Your habanero account will have 10gb of quota for your own use in your home directory, and the Speech Lab has 2TB of shared space in /rigel/katt.
python get-pip.py --prefix=/usr/local/
Python Libraries - numpy, theano, and bandmat. And new in the most recent version: regex, tensorflow, and keras. Run the following:
pip install numpy --user
pip install theano --user
export CFLAGS=-I/rigel/home/yourusername/.local/lib/python2.7/site-packages/numpy/core/include/
pip install bandmat --user
pip install regex --user
pip install tensorflow --user
pip install keras --user
git clone https://github.com/CSTR-Edinburgh/merlin.git
module load gcc/4.8.5
module load anaconda/2-4.2.0
module load cudnn/5.1
module load cuda80/blas
cd merlin/tools
./compile_tools.sh
You should see "All tools successfully installed!"

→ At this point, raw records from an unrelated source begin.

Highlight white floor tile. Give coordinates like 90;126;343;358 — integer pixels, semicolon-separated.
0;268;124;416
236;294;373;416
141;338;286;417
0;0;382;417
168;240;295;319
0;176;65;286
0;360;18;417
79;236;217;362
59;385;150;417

Next, run the demo on the GPU cluster:
cd ../egs/slt_arctic/s1
Create a new file there called slurm_run_demo.sh (or whatever you want) and put the following in it:
#!/bin/sh
module load gcc/4.8.5
./run_demo.sh
# End of script
#
# Simple Merlin demo submit script for Slurm.
#
#SBATCH --account=katt # The account name for the job.
#SBATCH --job-name=MerlinDemo # The job name.
#SBATCH -c 1 # The number of cpu cores to use.
#SBATCH --gres=gpu:1 # request 1 GPU
#SBATCH --time=1:00:00 # The time the job will take to run
#SBATCH --mem-per-cpu=10gb # The memory the job will use per cpu core.
#SBATCH --mail-user=youremail@.columbia.edu
#SBATCH --mail-type=END
module load anaconda/2-4.2.0
module load cudnn/5.1
module load cuda80/blas
Then, run it as follows:
sbatch slurm_run_demo.sh
You will get an email when the demo finishes (~7min). You can check the output .wav files under experiments/slt_arctic_demo/test_synthesis/wav. You can see the log output under slurm-######.out.
Note that you can just remove the time limit if you don't want to specify one. This does not appear to have any negative consequences.
You can check which GPU cards are in use, and by whom, by running:
python yourmerlindir/src/gpu_lock.py
On Habanero, you can submit this as a slurm script. The default behavior of this locking mechanism is to free automatically if whatever you are running crashes, however Merlin specifies use of a manual lock, which has to be freed manually. This means that if the voice training crashes, or if you kill it before it has completed, then the locks might not get released automatically. So, if this happens, you should check if your locks are still there by running the command above, and then free them manually, like this:
python yourmerlindir/src/gpu_lock.py --free lockid
Where lockid is the integer ID of the GPU card that you have locked.
Because of locking, we can only train one voice per GPU card. Here are the numbers of cards we have on each machine:
GPU Drivers: Not for Habanero but for our GPU machines in lab. These are Ubuntu 16.04 and apt installs CUDA version 7.5. This did not work immediately but worked once the machines were rebooted. Hecate has CUDA version 8 on Ubuntu 14.04.